From the construction permitting point of view, bigger buildings have different codes, and those codes have different interpretations from city to city, and sometimes reviewer to reviewer.
Jurisdictions are experts at the familiar but can often be resistant to the new. Given the role that building officials play in safeguarding the health, safety, and welfare of their community, a conservative approach to new code criteria is a reasonably common practice.
Our experience in jurisdictions with more complex code usage can help clients understand the way others have successfully worked with designers to implement unfamiliar strategies in code compliance.
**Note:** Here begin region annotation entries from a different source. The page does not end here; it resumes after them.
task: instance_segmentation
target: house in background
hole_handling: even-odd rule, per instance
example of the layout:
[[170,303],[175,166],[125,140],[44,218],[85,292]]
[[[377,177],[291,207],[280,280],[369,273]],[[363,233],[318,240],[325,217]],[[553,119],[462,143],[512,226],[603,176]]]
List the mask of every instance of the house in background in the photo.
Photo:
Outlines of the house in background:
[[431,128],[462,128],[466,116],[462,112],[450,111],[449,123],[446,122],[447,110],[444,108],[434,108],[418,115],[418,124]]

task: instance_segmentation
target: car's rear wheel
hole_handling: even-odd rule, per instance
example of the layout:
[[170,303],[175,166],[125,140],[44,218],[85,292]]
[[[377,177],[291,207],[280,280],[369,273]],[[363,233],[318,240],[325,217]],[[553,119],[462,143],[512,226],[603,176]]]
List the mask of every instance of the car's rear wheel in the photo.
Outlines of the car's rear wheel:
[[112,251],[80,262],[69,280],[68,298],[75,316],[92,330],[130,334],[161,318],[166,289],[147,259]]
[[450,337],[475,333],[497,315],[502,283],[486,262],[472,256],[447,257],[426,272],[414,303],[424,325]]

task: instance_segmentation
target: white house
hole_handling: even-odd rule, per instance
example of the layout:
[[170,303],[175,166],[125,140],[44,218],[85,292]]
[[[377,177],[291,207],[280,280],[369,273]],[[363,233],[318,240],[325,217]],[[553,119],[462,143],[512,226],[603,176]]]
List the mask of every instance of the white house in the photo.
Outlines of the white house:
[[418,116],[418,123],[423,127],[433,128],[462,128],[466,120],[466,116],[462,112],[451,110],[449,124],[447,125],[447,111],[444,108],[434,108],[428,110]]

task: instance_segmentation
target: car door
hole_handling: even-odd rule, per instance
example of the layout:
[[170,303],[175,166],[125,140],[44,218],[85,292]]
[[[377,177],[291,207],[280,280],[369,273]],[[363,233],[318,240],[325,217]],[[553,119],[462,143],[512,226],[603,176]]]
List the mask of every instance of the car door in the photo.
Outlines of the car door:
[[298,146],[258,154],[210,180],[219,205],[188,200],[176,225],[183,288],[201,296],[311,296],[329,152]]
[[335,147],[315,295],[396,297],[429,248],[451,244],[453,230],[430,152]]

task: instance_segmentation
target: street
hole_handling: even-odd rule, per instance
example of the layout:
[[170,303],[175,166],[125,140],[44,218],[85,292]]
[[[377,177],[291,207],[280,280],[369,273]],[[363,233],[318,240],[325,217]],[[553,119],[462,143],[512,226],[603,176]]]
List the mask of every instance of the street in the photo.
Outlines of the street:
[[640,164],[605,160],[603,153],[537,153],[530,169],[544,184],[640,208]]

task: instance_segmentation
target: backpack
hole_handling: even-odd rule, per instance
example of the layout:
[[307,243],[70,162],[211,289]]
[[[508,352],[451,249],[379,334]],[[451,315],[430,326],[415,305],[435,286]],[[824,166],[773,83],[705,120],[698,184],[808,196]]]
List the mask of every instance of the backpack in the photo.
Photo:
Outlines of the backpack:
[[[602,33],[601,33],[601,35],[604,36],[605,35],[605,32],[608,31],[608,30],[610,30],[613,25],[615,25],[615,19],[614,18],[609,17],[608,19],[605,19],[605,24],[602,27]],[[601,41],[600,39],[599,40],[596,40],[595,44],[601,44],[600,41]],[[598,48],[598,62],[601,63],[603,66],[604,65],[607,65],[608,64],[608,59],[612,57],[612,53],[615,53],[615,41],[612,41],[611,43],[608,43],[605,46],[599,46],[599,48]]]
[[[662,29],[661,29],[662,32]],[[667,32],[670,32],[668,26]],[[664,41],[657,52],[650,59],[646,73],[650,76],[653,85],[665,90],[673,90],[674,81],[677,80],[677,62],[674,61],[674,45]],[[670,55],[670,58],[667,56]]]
Our expertise in larger buildings in bigger markets can be valuable with code analysis and interpretation in smaller markets, both from the designer and reviewers’ points of view.
We have consistently seen that building official/fire marshal engagement prior to submittal is key. Meeting early and often minimizes unforeseen issues arising during plan check review. Our history of discussions/solutions from multiple jurisdictions allows for specific issues to be flagged and addressed with real-world applications that have been proven to be successful.
We have found that when discussing podium construction there are several key elements to consider within the wood-framed components that differ from applications that do not include a concrete podium. Here are a few key items to consider:
- Type III: A wood construction with two-hour rated exterior walls, from the inside and out.
When building height exceeds 70 ft., this construction type allows for building heights up to 85 ft., and requires non-combustible exterior wall construction, commonly achieved through the use of fire-retardant treated lumber. Cladding and its support elements must also be non-combustible above 40 ft. Critical considerations include close study of the highest occupiable floor level based on fire access set-up point. If the lowest point of fire access results in a dimension to the highest occupiable floor level that exceeds 75 ft., then high-rise criteria become applicable. Cost typically limits high-rise construction to projects which far exceed 75 ft. height. Designers must consider this cost impact, especially when contemplating occupied roof decks, which some jurisdictions will allow to exceed the 75 ft. height, while others will not.
Project Example – Hudson on Farmer (Farmer Arts), Tempe, AZ (Framing construction, completed building)
- Type V: A wood construction with one-hour rated exterior walls from the outside.
When construction does not exceed 70 ft. this construction type allows for reduced costs and more easily managed fire resistivity criteria. Building area is limited, and in many cases fire walls within the building are required to compartmentalize the structure. For multifamily buildings, corridors penetrate these walls requiring rated opening protection. Although these walls add cost, they provide an opportunity to reduce the number of stairwells when used as horizontal exits between building compartments. Designers must consider how, and when, to use the horizontal exit tool, ensuring that no more than half of the required exits from a floor level are provided by horizontal exits. Additionally, these opening assemblies can be provided via several options, including manufactured assemblies, and custom specified components. Designers must consider the comparative costs of the different approaches and the capacity of the project’s general contractor to manage the installation of the selected approach.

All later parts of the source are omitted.